Reputation: 2443
To continue on a previous topic: Finding non-missing values between missing values
I would like to also find whether the value before the missing value is smaller, equal to or larger than the one after the missing.
To use the same example from before:
df = structure(list(FirstYStage = c(NA, 3.2, 3.1, NA, NA, 2, 1, 3.2,
3.1, 1, 2, 5, 2, NA, NA, NA, NA, 2, 3.1, 1), SecondYStage = c(NA,
3.1, 3.1, NA, NA, 2, 1, 4, 3.1, 1, NA, 5, 3.1, 3.2, 2, 3.1, NA,
2, 3.1, 1), ThirdYStage = c(NA, NA, 3.1, NA, NA, 3.2, 1, 4, NA,
1, NA, NA, 3.2, NA, 2, 3.2, NA, NA, 2, 1), FourthYStage = c(NA,
NA, 3.1, NA, NA, NA, 1, 4, NA, 1, NA, NA, NA, 4, 2, NA, NA, NA,
2, 1), FifthYStage = c(NA, NA, 2, NA, NA, NA, 1, 5, NA, NA, NA,
NA, 3.2, NA, 2, 3.2, NA, NA, 2, 1)), class = c("tbl_df", "tbl",
"data.frame"), row.names = c(NA, -20L))
rows 13, 14 and 16 having non-missing in between missing values.

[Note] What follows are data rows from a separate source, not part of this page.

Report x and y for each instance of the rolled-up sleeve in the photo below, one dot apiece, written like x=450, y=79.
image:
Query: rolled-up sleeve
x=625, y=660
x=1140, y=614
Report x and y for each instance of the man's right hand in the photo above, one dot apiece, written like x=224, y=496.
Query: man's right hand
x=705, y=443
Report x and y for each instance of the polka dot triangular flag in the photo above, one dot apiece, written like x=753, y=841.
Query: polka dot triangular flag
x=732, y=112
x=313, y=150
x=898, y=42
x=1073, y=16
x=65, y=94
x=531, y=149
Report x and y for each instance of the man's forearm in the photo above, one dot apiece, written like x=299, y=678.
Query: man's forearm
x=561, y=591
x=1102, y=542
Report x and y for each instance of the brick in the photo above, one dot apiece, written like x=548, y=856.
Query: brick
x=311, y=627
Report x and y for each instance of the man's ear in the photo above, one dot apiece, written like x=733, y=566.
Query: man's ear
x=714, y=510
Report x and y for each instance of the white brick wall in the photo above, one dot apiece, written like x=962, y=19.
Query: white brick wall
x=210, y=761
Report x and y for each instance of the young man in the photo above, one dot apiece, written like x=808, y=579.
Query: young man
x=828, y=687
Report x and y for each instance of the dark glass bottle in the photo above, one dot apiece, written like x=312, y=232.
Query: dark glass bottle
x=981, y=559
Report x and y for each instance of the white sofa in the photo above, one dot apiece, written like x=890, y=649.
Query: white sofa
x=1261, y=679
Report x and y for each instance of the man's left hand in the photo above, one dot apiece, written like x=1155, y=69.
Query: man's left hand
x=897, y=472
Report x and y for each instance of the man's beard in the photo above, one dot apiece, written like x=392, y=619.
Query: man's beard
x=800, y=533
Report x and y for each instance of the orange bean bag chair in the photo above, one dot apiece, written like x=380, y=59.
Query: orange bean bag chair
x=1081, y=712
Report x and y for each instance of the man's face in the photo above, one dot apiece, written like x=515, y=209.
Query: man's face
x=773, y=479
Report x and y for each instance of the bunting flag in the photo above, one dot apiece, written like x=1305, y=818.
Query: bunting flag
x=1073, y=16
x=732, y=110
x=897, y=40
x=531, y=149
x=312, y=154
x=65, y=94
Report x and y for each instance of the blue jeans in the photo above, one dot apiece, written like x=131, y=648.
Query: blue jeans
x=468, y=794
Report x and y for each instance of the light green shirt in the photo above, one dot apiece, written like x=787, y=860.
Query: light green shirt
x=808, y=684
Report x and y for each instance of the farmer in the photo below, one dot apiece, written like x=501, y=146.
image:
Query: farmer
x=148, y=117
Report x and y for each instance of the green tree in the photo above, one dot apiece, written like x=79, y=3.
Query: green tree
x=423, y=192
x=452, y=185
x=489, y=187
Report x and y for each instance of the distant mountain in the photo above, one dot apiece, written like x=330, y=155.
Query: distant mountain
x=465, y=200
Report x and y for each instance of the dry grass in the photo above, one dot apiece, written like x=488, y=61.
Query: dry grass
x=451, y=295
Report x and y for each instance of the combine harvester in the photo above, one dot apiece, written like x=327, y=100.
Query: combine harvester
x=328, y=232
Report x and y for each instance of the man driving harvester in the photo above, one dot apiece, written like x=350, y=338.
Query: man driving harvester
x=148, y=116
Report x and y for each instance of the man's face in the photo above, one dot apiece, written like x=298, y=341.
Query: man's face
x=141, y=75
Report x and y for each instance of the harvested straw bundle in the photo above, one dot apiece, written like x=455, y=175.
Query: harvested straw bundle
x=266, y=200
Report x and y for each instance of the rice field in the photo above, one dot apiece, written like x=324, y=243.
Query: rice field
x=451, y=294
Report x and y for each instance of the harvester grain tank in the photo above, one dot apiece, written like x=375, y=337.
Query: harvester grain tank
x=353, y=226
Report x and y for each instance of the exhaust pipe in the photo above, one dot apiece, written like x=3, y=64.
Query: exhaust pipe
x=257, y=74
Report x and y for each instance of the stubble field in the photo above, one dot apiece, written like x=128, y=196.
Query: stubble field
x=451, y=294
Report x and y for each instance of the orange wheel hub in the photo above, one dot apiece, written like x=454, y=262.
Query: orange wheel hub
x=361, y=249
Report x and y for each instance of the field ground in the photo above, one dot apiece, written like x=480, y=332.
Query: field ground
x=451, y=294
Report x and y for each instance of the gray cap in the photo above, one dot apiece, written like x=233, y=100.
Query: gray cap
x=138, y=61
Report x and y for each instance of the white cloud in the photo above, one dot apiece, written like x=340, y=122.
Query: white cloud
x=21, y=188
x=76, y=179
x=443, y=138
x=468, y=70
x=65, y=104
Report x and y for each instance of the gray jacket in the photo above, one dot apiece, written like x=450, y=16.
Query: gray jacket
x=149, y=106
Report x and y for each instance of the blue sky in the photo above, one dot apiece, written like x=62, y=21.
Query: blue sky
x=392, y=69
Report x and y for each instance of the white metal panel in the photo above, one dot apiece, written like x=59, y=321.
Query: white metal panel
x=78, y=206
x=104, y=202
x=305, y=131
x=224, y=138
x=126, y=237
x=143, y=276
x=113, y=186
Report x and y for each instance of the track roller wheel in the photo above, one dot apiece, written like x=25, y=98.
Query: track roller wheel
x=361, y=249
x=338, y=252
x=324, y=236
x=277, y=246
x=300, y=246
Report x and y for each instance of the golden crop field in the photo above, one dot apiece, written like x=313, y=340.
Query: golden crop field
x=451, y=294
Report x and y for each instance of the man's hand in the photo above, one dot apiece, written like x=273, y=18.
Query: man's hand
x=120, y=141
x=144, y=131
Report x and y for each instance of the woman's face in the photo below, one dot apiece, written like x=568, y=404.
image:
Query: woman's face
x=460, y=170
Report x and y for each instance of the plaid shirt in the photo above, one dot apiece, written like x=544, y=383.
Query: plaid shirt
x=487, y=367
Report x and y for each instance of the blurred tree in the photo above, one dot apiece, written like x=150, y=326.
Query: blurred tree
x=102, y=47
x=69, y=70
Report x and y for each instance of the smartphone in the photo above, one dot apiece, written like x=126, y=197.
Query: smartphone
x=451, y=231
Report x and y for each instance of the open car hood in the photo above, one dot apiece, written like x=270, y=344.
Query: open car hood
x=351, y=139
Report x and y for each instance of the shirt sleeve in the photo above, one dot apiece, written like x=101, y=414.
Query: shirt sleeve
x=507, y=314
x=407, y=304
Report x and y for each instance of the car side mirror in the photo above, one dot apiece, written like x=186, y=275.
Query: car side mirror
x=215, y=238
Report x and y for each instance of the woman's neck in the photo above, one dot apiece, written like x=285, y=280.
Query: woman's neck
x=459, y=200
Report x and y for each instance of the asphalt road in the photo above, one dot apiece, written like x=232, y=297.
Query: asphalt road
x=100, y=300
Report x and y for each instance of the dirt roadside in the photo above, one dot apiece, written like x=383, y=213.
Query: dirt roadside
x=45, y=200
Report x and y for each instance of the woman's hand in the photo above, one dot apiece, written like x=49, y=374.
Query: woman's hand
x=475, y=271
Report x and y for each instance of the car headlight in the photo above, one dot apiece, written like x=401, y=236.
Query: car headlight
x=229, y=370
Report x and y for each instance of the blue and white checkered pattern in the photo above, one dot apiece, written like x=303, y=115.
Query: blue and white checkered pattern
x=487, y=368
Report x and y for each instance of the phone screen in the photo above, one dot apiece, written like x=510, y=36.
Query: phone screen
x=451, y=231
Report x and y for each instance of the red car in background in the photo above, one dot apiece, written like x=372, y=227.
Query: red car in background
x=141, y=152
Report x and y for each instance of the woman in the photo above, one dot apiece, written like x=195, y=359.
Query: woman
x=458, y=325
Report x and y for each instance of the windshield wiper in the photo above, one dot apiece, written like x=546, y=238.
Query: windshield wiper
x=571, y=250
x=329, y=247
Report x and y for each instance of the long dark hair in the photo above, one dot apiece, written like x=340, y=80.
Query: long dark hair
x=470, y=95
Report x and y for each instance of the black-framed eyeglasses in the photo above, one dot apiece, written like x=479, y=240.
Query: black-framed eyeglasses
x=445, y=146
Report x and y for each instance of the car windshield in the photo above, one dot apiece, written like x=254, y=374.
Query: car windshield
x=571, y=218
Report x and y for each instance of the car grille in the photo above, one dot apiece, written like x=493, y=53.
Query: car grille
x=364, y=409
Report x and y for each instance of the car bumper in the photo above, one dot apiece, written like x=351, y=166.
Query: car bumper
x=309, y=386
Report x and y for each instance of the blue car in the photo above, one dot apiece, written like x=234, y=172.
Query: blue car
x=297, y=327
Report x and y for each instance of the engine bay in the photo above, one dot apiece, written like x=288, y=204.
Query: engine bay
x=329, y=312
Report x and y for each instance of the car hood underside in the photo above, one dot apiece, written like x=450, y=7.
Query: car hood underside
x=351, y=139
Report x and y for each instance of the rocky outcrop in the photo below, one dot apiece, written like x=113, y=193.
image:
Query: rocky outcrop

The output this time should be: "same", "larger" and "same" for rows 13, 14, and 16, and say "N/A" for the other rows.
Upvotes: 1
Views: 66
Reputation: 51592
A straight forward approach would be to split, convert to numeric, take the last 2 values and compare with an ifelse
statement, i.e.
sapply(strsplit(do.call(paste, df)[c(13, 14, 16)], 'NA| '), function(i){
v1 <- as.numeric(tail(i[i != ''], 2));
ifelse(v1[1] > v1[2], 'greater',
ifelse(v1[1] == v1[2], 'same', 'smaller'))
})
#[1] "same" "smaller" "same"
NOTE
I took previous answer as a given (do.call(paste, df)[c(13, 14, 16)]
)
A more generic approach (as noted by Ronak, last 2 digits will fail in some cases) would be,
sapply(strsplit(gsub("([[:digit:]])+\\s+[NA]+\\s+([[:digit:]])", '\\1_\\2',
do.call(paste, df)[c(13, 14, 16)]), ' '), function(i) {
v1 <- i[grepl('_', i)];
v2 <- strsplit(v1, '_')[[1]];
ifelse(v2[1] > v2[2], 'greater',
ifelse(v2[1] == v2[2], 'same', 'smaller')) })
#[1] "same" "smaller" "same"
Upvotes: 2